Rather than dwell on the Comerica loss, Ameriprise executives on Thursday were quick to call attention to the firm’s addition of Huntington Bank as a client of its institutional division.
Huntington, which has turned to Ameriprise for brokerage, advisory and insurance services for its wealth management unit, Huntington Financial Advisors, is bringing roughly 260 advisors and $28 billion in client assets. Berman told analysts Thursday most of those assets will be added in the fourth quarter.
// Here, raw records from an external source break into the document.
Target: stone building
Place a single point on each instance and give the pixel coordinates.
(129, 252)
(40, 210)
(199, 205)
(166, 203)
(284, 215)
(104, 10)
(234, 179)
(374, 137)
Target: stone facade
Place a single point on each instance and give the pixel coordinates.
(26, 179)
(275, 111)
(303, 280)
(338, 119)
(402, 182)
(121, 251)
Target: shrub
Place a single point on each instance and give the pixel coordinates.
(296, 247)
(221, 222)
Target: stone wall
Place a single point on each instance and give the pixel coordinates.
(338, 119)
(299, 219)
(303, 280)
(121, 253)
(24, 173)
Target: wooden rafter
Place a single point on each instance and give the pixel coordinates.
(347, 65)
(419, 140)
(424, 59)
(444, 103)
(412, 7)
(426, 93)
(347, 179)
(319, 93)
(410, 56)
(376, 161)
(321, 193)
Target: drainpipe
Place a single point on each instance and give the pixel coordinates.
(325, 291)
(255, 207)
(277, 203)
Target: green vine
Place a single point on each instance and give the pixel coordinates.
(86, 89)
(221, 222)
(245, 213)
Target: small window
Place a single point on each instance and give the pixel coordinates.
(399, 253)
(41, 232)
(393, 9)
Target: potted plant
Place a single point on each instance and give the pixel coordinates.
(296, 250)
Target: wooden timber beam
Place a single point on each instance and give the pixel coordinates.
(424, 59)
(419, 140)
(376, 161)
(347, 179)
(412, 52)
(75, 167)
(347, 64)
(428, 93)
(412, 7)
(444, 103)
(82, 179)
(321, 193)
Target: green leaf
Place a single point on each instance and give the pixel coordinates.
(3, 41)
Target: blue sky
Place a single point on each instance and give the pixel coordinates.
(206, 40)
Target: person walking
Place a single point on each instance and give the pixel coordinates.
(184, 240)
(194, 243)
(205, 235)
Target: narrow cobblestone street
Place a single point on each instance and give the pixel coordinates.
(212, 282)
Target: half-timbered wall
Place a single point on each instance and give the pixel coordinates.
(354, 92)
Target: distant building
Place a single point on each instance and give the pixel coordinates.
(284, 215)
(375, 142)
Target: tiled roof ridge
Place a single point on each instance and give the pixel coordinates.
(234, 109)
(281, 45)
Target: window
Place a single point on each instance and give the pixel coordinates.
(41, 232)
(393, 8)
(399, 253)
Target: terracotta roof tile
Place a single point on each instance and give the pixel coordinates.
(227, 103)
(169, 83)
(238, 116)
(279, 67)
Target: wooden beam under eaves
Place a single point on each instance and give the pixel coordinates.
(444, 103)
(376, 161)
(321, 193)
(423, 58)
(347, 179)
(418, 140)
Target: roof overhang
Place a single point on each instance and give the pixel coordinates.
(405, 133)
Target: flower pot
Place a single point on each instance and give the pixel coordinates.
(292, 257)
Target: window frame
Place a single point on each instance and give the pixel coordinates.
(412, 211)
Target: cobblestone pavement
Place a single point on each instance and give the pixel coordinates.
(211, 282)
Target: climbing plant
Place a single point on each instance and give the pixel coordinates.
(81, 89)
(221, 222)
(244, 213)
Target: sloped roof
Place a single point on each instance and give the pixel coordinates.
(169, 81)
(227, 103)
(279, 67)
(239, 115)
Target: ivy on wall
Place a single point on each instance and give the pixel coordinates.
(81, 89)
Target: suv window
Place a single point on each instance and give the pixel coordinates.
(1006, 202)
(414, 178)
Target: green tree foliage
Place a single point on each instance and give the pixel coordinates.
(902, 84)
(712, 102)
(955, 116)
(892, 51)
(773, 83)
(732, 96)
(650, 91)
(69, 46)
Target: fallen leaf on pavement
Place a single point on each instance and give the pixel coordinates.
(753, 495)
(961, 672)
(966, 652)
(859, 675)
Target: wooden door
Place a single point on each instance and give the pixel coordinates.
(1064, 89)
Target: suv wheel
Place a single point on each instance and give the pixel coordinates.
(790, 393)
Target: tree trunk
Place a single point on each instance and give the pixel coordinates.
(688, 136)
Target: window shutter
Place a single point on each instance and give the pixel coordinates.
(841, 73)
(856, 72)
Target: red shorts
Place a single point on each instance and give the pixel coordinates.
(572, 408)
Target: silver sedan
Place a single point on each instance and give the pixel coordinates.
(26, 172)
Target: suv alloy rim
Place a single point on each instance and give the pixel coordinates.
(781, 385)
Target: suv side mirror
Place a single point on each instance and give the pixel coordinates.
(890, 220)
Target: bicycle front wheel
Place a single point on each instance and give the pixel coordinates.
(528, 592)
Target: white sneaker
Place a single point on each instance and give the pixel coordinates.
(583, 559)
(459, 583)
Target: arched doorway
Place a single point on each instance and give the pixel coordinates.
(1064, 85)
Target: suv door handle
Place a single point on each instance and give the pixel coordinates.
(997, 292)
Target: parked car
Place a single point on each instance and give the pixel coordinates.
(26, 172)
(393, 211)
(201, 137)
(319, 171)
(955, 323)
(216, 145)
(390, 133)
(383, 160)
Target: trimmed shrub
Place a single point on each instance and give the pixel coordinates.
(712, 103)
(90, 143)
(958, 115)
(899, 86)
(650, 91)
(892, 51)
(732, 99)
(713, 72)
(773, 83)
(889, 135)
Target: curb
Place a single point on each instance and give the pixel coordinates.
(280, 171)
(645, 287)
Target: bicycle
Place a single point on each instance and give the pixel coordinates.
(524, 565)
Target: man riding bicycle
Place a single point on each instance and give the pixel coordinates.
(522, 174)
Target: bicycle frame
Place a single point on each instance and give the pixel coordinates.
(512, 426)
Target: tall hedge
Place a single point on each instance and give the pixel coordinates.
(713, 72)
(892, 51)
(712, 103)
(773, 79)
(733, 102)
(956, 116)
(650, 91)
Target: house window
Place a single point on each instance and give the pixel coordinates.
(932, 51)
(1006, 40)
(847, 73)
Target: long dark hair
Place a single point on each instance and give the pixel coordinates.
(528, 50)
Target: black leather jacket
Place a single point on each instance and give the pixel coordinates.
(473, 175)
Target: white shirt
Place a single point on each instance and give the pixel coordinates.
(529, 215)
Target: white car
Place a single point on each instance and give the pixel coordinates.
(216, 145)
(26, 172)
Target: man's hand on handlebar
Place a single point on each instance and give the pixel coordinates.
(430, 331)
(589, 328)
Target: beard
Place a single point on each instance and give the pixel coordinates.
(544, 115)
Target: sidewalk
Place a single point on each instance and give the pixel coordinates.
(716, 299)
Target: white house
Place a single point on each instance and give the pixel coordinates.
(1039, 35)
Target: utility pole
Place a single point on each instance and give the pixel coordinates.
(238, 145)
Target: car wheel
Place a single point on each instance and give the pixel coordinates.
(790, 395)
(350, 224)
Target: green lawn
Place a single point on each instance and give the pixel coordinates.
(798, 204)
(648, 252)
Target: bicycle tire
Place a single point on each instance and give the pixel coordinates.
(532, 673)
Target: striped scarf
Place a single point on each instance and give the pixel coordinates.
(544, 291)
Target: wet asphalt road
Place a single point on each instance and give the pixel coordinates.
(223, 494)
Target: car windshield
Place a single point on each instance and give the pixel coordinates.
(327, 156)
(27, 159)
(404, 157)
Ameriprise reported Thursday that net revenue for its Advice & Wealth Management segment rose by 14% year over year in the first quarter to $3.18 billion. Partially offsetting that was a 12% increase in operating expenses, which rose to just over $2.2 billion. Ameriprise attributed the increase mostly to “distribution expenses,” which mainly consist of advisor compensation.
The segment’s pretax operating margin — or the percentage of revenue left over minus expenses except taxes — was up 1.5 percentage points in the first quarter to 30%. Ameriprise reported its advisors had produced $1.16 million over the past year on average, a figure up 10% and a record high.
Ameriprise no longer reports its exact advisor headcount. It has put the number in recent press releases at “more than 10,000.”
For all of its businesses, including divisions for asset management and retirement and protection services, Ameriprise reported its operating net revenues were up by 11% year over year to $4.8 billion in the first quarter. Its net income was up by 57% to $915 million.